602 - Initial Learning Curve and Early Experience in Lateral Transpsoas Appr...

#602 Initial Learning Curve and Early Experience in Lateral Transpsoas Approach for Lumbar Interbody Fusion

MIS Techniques and Outcomes

Poster Presented by: A. Dias Carvalho


A. Dias Carvalho (1)
A. Carvalho Araujo (1)

(1) Serviço de Ortopedia e Traumatologia, Hospital São Marcos, Clínica Ortomed, Teresina, Piauí, Brazil


Introduction: The lateral transpsoas approach for lumbar interbody fusion (XLIF) has been widely reported in the literature, generally by experienced surgeons. We aim to report complications, clinical, and radiographic results in the initial learning curve of XLIF procedures.

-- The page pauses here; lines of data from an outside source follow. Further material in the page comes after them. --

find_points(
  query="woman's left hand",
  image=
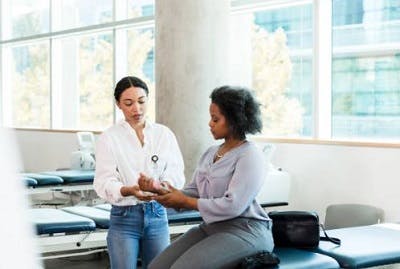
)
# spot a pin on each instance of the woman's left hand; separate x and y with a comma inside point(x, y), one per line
point(174, 198)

Methods: Prospective collected data from a single surgeon from May2012 to Sep2013. Preop radiographic evaluation included X-rays, CT and MRI; and for postop early, included X-rays and CT to evaluate cage positioning. Intraoperative and postop data were analyzed, as well as radiographic images, clinical outcomes and complications.

Results: It was identified 12 cases (19 lumbar levels) treated with XLIF (18mm AP diameter cages). The series included different conditions: adult degenerative scoliosis (ADS) - 4 cases; discitis - 2 cases; DDD - 2 cases; degenerative spondylolisthesis - 2 cases; recurrent lumbar disc herniation - 1 case; lumbar stenosis - 1 case. At the time of this abstract the maximum follow-up is 15 months, and minimum 2 weeks. Mean age was 63.4 (17.3 SD; range 24-83), 8 males and 4 females. One L1L2 level was treated, 3 L2L3, 6 L3L4, and 9 L4L5. 7 cases were performed as anterior only and 5 received pedicle screws. No case needed direct decompression. Operative time ranged from 50 to 160, and only 4 cases (ADS) blood loss were more than 100ml. Complications were observed: subsidence in 2 cases (discitis cases) - 1 at 3m and 1 at 15d - patients experienced improvement in back pain symptoms despite subsidence; neurologic deficits at L5/S1 right hand side nerve root (1 case due to posterior instrumentation).Neither restenosis nor motor deficits was observed. Complete fusion was observed in all cases (4 cases) with minimum 12m follow-up.

Conclusion: The XLIF approach is an unusual surgical route for many spine surgeons and may be a challenge during the early experience. But if the surgical steps are strictly respected (including neuromonitoring), it is feasible to safely treat lumbar degenerative conditions with this minimal invasive option.